James Turrell is an American artist primarily concerned with light and space. Turrell was a MacArthur Fellow in 1984. He is represented by The Pace Gallery in New York. Turrell is best known for his work in progress, Roden Crater, located outside Flagstaff, Arizona, where he is turning a natural cinder volcanic crater into a massive naked-eye observatory.
Since the 1960s, James Turrell has created an expansive body of work that offers profound revelations about perception and the materiality of light. With their refined formal language and quiet, almost reverential atmospheres, his installations celebrate the optical and emotional effects of luminosity.
Turrell emerged as one of the foremost artists associated with what is known as the Light and Space movement, which began in Southern California in the mid-1960s. Building on his early research into sensory deprivation (particularly the Ganzfeld effect, in which viewers experience disorienting, unmodulated fields of color), his art encourages a state of reflexive vision that he calls “seeing yourself seeing,” wherein we become aware of the function of our own senses and of light as a tangible substance. These perceptual concerns are coupled with a deep commitment to the natural world and an interest in orienting his work around celestial events. The latter is manifested most fully in Turrell’s Roden Crater Project (1979– ), his magnum opus at an extinct volcano near Flagstaff, Arizona.

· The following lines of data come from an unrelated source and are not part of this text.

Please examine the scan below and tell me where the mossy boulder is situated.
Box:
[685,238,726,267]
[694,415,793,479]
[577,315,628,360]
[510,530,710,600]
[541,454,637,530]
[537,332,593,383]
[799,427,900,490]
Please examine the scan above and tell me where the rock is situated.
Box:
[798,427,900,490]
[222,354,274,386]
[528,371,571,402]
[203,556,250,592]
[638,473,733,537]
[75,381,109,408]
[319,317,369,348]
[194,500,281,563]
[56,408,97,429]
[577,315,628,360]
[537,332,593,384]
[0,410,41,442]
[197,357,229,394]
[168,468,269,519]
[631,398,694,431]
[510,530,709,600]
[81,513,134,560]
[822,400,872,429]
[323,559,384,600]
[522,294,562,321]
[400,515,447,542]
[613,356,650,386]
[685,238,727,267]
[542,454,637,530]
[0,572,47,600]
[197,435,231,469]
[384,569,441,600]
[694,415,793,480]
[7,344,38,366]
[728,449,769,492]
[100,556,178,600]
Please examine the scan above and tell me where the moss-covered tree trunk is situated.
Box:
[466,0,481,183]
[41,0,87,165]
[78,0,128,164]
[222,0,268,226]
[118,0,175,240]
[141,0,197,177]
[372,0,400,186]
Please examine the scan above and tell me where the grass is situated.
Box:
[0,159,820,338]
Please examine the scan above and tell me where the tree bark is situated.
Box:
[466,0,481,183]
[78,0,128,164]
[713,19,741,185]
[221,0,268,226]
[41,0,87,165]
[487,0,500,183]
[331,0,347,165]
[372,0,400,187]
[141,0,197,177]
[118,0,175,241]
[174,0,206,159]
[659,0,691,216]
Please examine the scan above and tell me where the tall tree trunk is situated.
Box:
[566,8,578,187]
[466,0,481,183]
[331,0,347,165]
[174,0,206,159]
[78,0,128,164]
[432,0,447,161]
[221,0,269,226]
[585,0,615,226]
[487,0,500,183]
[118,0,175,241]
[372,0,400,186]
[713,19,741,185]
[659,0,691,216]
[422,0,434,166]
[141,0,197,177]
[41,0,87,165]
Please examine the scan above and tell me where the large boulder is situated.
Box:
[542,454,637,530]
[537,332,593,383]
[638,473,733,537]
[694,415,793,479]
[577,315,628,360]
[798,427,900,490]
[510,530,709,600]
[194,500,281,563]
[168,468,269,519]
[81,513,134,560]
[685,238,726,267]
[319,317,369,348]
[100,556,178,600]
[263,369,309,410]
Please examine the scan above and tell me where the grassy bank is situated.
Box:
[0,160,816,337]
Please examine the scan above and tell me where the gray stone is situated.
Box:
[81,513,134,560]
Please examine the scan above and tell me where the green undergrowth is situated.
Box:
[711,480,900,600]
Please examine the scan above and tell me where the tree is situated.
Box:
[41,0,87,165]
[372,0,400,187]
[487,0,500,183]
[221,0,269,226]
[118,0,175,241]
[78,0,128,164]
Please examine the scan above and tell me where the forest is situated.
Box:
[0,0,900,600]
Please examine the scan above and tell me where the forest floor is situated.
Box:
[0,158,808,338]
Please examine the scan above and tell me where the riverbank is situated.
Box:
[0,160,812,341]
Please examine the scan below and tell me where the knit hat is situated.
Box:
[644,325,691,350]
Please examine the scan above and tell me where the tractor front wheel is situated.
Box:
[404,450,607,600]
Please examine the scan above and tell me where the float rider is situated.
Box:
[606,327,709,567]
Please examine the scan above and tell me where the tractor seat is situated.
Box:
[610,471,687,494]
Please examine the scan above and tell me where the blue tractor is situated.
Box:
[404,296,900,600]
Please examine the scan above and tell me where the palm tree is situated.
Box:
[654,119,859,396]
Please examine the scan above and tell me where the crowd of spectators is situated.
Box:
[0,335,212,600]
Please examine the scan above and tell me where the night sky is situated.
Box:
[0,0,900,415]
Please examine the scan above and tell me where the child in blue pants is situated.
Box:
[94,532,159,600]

“I feel my work is made for one being, one individual. You could say that’s me, but that’s not really true. It’s for an idealized viewer. Sometimes I’m kind of cranky coming to see something. I saw the Mona Lisa when it was in L.A., saw it for 13 seconds and had to move on. But, you know, there’s this slow-food movement right now. Maybe we could also have a slow-art movement, and take an hour.
Art critic John McDonald writes that Turrell’s works are “dull to describe but magical to experience.”